From the perspective of these personal devotions, the parable that Jesus tells about the persistent widow and the unjust judge may strike you as an explanation for unanswered prayers or for answers that came only after long delay.

You may have heard Jesus’ admonition not to lose heart as simply the advise: Don’t give up.

While this is not mistaken, it is incomplete.

That’s because prayer is not first of all about giving God a wish list, no matter how noble and unselfish that list might be.

In prayer we participate in the divine life. And Jesus taught us again and again that life in him is dying and rising.  We die to a narrow life in order to rise to greater life.

All prayers—even our most informal personal devotions—are echoes or reverberations of Baptism and the Holy Eucharist. The ultimate point of prayer is to give ourselves utterly to God. We ask God to help us love what God loves.

As it turns out, God loves the entire creation. And when that creation suffers, so too does God.

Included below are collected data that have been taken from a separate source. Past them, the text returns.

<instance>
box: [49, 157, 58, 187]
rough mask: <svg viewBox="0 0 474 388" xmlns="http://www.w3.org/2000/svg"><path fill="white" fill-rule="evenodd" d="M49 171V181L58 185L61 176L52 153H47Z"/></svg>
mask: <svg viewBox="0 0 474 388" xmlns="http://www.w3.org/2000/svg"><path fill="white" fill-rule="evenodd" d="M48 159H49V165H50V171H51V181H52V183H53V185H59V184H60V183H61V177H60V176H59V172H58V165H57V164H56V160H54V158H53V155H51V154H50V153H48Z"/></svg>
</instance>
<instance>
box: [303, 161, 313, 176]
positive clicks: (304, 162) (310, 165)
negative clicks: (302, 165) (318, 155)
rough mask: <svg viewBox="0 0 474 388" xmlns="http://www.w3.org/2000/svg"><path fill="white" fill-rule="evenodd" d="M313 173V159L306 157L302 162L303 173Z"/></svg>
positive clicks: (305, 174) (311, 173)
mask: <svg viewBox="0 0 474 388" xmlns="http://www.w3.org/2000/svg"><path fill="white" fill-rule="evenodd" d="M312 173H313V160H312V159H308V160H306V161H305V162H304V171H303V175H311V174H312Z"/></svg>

To pray is to enter into God’s suffering love for the lonely, the broken-hearted, the abandoned, and the abused. For the malnourished, the mentally ill, the outcast, and the exploited. Even for the vicious and the unrepentant. No matter who they are. Where they live. What they look like. Or who they love or hate.

Since the divine love that suffers is also the love that heals the wounds of the creation, hope saturates the life of prayer. We pray in the dark because that is where new life starts.